The possibility to concurrently run different versions of the same application on a single cluster is often crucial. In principle, this is achievable in a couple of ways, each one requiring more or less handwork depending on the type of application in question. Fortunately, Ubuntu/Debian provides the built-in "alternatives mechanism" to manage software versions in automated form. It has the additional advantage that it works appropriately for any kind of application.

Let us consider the case of the GNU C compiler gcc as an example of the situation described above. Simply installing the gcc package via apt-get is all you need to do in this case. The alternatives are automatically configured for you.

0 root@cl-head ~ #
gcc --version

gcc (Ubuntu/Linaro 4.6.3-1ubuntu5) 4.6.3
Copyright (C) 2011 Free Software Foundation, Inc.
This is free software; see the source for copying conditions.  There is NO
warranty; not even for MERCHANTABILITY or FITNESS FOR A PARTICULAR PURPOSE.

This tells us that currently we are running the version 4.6.3 of the GNU C compiler. Let us inspect the gcc binary.

0 root@cl-head ~ #
which gcc

/usr/bin/gcc

0 root@cl-head ~ #
ls -l /usr/bin/gcc

lrwxrwxrwx ... /usr/bin/gcc -> /etc/alternatives/gcc

As we tried to locate the gcc command, we found that it was being executed from the /usr/bin path. However we also discovered, that it’s a symbolic link pointing to /etc/alternatives/gcc. The directory /etc/alternatives is the place, where all the software alternatives are configured in Ubuntu/Debian. Let us inspect a little further.

0 root@cl-head ~ #
ls -l /etc/alternatives/gcc

lrwxrwxrwx 1 root root 16 Mai 13 19:23 /etc/alternatives/gcc -> /usr/bin/gcc-4.6

0 root@cl-head ~ #
ls -l /usr/bin/gcc-4.6

-rwxr-xr-x 1 root root 353216 Apr 16  2012 /usr/bin/gcc-4.6

We have another symbolic link, this time referring to /usr/bin/gcc-4.6 and a little digging afterward reveals that this is the real gcc executable. If alternative versions for a program are available, the alternatives system will create a link with the name of the program in the default path pointing to the appropriate file in /etc/alternatives. This will finally link to the executable, we actually want to use. Instead of manually manipulating these links, choosing a different default version for a program should be done using the command update-alternatives.
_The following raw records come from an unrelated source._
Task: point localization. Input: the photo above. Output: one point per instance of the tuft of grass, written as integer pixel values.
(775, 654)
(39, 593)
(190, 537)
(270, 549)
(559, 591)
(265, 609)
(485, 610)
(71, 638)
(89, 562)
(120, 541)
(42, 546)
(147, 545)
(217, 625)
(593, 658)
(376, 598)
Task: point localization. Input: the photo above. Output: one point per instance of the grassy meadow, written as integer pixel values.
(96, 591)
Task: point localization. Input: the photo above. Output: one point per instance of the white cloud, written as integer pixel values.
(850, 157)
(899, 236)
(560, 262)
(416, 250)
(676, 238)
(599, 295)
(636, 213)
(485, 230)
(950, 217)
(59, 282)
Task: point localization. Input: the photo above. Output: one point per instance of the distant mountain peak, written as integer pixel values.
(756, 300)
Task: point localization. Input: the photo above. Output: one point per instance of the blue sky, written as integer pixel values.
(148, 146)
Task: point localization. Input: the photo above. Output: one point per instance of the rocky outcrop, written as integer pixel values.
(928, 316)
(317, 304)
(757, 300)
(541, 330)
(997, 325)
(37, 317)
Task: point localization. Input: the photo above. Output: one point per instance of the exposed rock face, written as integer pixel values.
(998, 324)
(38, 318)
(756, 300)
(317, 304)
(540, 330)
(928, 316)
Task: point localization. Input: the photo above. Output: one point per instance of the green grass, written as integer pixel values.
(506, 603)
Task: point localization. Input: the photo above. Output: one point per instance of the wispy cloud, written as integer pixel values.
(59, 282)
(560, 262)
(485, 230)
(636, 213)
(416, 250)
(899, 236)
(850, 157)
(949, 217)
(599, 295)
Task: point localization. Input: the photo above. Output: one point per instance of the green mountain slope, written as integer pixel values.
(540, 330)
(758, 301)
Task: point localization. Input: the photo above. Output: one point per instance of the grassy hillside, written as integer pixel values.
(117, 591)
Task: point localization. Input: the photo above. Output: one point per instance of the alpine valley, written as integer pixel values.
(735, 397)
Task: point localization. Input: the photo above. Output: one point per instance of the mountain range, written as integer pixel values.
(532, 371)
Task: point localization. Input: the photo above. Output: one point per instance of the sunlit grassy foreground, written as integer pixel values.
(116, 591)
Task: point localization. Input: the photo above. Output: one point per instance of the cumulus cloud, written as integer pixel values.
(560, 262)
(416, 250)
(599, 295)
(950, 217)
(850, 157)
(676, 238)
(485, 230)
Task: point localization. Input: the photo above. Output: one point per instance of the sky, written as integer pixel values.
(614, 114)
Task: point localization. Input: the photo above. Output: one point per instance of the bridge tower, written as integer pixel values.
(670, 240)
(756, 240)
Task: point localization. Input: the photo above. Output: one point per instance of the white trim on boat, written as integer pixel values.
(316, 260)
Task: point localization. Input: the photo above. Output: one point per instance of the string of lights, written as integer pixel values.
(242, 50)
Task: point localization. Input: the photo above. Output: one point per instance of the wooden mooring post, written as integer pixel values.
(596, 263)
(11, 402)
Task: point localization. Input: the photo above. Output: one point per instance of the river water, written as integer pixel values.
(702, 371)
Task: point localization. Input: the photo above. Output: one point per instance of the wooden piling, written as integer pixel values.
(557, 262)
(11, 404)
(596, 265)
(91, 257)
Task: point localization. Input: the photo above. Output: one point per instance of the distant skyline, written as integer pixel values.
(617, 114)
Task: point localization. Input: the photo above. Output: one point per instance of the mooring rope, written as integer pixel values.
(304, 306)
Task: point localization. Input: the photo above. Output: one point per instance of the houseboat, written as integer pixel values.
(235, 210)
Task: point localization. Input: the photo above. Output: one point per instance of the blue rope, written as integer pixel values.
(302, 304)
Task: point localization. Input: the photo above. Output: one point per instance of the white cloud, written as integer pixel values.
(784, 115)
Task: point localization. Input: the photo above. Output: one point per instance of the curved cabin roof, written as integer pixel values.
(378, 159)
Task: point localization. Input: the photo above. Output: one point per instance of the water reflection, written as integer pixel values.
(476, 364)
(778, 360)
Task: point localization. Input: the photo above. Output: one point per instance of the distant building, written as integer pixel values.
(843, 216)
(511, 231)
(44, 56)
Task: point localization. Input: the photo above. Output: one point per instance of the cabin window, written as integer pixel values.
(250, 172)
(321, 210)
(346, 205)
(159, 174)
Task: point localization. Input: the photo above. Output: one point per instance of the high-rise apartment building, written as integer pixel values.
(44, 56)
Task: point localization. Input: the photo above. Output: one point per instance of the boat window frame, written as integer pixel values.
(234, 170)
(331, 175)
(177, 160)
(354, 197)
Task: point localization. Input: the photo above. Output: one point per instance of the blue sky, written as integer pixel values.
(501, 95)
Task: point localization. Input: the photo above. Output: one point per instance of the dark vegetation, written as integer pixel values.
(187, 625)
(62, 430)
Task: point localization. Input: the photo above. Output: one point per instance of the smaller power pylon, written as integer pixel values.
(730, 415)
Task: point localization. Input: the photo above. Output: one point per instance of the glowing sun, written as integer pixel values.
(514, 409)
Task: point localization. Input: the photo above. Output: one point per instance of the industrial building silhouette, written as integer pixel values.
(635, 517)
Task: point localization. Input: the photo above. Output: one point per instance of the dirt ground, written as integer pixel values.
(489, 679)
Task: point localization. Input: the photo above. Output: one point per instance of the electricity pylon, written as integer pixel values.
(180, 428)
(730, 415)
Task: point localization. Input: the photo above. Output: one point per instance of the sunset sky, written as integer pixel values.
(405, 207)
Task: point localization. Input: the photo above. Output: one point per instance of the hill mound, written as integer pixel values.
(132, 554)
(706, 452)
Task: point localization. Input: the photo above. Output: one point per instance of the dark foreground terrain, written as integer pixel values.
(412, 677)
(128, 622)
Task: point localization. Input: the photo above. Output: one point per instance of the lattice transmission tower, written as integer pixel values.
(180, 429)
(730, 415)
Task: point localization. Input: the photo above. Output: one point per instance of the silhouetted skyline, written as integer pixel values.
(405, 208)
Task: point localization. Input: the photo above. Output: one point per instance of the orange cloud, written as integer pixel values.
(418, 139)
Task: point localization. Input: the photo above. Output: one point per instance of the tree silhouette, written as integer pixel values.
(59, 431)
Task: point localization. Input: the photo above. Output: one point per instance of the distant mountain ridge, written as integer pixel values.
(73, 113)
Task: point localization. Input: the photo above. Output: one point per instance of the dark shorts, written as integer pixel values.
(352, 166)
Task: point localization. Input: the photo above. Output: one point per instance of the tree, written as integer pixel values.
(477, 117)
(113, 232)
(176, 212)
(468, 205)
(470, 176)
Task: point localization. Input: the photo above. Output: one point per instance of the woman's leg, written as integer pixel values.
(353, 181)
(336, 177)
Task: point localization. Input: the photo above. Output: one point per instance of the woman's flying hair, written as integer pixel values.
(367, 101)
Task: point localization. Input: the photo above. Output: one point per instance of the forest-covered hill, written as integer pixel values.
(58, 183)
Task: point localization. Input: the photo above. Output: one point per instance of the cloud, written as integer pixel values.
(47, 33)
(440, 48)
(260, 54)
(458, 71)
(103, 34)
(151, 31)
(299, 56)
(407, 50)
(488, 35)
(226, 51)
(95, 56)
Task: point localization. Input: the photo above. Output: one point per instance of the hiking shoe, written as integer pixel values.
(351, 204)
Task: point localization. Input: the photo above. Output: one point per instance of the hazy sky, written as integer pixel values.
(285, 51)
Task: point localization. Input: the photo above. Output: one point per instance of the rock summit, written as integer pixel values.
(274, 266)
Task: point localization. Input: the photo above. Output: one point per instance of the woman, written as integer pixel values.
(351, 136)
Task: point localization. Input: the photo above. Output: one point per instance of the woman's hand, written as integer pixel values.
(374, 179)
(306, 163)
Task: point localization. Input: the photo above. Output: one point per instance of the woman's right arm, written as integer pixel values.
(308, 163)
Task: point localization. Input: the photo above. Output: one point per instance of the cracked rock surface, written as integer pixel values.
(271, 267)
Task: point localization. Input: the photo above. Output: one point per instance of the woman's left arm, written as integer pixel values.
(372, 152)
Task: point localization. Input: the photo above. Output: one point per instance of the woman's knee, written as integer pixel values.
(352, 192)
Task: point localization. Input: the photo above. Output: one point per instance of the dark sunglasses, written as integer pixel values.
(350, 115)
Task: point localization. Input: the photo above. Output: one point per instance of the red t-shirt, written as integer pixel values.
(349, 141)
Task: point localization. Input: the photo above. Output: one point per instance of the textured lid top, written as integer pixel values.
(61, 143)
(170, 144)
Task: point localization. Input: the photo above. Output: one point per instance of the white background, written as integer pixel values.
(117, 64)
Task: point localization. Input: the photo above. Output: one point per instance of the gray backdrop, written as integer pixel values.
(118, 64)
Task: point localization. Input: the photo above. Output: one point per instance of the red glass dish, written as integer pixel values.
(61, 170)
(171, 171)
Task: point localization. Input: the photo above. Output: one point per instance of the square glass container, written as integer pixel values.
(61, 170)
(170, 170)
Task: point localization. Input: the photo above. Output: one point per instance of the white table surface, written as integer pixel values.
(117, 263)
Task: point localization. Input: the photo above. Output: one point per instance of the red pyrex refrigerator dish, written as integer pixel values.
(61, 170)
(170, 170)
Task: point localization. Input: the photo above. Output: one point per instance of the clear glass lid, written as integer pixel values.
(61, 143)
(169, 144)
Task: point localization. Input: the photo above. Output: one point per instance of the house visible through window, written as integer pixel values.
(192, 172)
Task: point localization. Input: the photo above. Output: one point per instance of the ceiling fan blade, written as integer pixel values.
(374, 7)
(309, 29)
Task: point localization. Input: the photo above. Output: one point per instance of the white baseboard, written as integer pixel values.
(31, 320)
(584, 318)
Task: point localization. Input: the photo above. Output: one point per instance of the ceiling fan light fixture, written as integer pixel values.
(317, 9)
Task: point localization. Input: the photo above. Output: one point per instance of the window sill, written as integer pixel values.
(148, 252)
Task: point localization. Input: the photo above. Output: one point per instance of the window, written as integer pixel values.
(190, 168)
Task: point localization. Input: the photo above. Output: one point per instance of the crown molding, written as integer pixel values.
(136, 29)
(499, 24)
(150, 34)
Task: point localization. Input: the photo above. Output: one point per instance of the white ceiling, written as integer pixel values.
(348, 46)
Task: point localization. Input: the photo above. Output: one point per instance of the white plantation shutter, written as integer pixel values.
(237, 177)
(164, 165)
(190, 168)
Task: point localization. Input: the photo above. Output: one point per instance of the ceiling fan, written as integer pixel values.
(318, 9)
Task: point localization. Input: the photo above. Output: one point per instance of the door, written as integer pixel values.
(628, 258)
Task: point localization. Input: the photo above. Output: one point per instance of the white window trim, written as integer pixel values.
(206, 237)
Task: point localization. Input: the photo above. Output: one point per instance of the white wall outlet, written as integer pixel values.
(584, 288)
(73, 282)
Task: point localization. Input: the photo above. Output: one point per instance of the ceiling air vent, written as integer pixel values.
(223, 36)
Using update-alternatives we can quickly figure out which alternatives are currently configured for a certain executable. Let us look at the current setup of gcc.

0 root@cl-head ~ #
update-alternatives --display gcc

gcc - auto mode
link currently points to /usr/bin/gcc-4.6
/usr/bin/gcc-4.8 - priority 20
/usr/bin/gcc-4.6 - priority 50
Current ‘best’ version is /usr/bin/gcc-4.6

As you can see the current link points to /usr/bin/gcc-4.6 as we already discovered. There is another alternative, namely /usr/bin/gcc-4.8 with a priority of 20. The priority of /usr/bin/gcc-4.6 is 50. The line 'gcc - auto mode’ means that the alternatives system will look for the package with the highest priority in order to use that executable.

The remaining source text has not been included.